A service container, (aka DIC, Dependency Injection Container) is a special object that greatly facilitates dependencies resolution in your application and sits on Dependency Injection design pattern. Basically, this design pattern proposes to inject all needed objects and configuration into your business logic objects (aka services). It avoids the massive use of singletons, global variables or complicated factories and thus makes your code much more readable and testable. It avoids magic.
The main issue with dependency injection is how to resolve your dependencies for your services. This is where the service container takes place. The role of a service container is to build and maintain your services and their dependencies. Basically, each time you need a service, you may ask for it to the service container which will either build it with the configuration you provided, or give you the existing instance if it is already available.
In eZ Publish 5
eZ Publish 5 uses Symfony service container .

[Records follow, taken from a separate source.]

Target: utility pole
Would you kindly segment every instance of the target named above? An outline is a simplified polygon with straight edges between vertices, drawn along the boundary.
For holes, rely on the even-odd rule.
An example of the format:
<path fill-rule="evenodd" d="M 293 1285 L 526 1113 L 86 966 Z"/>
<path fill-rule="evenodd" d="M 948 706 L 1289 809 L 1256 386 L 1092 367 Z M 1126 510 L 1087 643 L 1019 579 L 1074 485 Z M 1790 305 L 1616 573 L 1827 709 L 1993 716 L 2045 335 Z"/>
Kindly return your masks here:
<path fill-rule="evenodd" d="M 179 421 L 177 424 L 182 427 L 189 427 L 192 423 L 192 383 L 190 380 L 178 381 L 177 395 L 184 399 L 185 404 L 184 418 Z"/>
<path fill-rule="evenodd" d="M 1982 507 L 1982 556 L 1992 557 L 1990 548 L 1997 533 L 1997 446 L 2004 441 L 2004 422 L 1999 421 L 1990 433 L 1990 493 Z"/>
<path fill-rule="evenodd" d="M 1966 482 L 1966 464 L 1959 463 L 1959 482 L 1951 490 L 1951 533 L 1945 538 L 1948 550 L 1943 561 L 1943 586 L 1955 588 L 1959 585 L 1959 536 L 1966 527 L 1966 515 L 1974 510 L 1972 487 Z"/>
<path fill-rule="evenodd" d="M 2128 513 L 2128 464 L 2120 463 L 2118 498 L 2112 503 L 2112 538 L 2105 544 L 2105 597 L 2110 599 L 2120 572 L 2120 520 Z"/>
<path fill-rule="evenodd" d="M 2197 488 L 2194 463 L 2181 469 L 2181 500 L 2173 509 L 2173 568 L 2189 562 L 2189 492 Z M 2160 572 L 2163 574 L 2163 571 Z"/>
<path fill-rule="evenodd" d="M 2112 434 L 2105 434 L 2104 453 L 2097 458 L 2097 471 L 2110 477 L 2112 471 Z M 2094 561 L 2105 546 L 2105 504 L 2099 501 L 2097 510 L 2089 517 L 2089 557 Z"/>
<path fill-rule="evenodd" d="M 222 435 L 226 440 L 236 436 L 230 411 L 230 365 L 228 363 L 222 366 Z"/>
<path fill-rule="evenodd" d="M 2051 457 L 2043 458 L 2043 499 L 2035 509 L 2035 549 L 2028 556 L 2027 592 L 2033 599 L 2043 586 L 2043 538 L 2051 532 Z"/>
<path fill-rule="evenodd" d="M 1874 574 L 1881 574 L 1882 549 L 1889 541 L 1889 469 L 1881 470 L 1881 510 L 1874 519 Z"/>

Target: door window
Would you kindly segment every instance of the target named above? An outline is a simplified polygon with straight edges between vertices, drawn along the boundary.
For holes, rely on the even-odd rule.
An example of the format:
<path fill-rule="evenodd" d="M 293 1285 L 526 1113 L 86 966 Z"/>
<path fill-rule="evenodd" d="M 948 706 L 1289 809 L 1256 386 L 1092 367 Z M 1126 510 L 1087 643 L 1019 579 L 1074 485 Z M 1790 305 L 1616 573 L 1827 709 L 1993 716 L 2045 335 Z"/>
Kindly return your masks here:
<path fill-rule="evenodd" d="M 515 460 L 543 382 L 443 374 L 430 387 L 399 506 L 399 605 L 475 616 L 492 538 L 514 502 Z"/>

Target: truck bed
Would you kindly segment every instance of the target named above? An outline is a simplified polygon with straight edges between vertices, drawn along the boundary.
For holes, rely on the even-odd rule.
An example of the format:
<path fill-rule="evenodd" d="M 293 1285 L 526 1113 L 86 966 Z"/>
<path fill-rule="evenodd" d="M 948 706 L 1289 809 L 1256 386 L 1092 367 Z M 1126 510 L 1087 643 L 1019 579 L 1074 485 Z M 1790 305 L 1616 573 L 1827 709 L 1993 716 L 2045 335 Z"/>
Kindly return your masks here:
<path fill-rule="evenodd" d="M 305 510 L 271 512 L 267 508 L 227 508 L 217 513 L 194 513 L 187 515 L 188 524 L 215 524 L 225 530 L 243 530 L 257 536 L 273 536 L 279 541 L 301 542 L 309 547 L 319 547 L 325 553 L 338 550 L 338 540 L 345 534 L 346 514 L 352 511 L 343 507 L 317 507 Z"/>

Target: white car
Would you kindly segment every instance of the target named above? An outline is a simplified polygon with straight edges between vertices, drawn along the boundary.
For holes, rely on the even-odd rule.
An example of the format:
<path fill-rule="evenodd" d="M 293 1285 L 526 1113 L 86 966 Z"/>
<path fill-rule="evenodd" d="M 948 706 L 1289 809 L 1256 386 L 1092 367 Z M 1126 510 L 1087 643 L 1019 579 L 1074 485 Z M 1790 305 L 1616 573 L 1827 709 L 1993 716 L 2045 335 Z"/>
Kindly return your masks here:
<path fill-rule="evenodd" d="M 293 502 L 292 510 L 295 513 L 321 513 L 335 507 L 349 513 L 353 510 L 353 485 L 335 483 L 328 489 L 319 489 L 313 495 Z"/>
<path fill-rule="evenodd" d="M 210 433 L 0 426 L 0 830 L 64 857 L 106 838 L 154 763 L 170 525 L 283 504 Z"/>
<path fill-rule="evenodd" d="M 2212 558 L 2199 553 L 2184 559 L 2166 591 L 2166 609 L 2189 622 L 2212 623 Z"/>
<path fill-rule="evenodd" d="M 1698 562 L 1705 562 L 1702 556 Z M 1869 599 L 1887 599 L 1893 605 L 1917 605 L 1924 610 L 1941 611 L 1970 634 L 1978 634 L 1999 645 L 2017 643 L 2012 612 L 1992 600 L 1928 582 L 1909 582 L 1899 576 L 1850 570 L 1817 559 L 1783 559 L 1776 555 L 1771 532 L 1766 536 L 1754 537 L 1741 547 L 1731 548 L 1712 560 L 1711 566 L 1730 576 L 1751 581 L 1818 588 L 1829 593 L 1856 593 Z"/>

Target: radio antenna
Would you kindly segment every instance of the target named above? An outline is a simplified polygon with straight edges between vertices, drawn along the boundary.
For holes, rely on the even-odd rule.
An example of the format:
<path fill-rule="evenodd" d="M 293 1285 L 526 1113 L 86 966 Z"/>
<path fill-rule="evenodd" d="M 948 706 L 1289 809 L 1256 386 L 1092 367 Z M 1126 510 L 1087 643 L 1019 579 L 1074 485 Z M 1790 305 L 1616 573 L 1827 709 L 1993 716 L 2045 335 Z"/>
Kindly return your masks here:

It is very powerful and highly configurable. We encourage you to read its dedicated documentation as it will help you understand how eZ Publish 5 services are made :
- Introduction and basic usage
- Full documentation of the Dependency Injection Component
- Base service tags
Service tags in Symfony DIC are a useful way to dedicate services to a specific purpose. They are usually used for extension points.
For instance, if you want to register a Twig extension to add custom filters, you will need to create the PHP class and declare it as a service in the DIC configuration with the twig.extension tag (see Symfony cookbook entry for a full example).
eZ Publish 5 exposes several features this way (see the list of core service tags). This is for example the case for Field Types.
You will find all service tags exposed by Symfony in its reference documentation.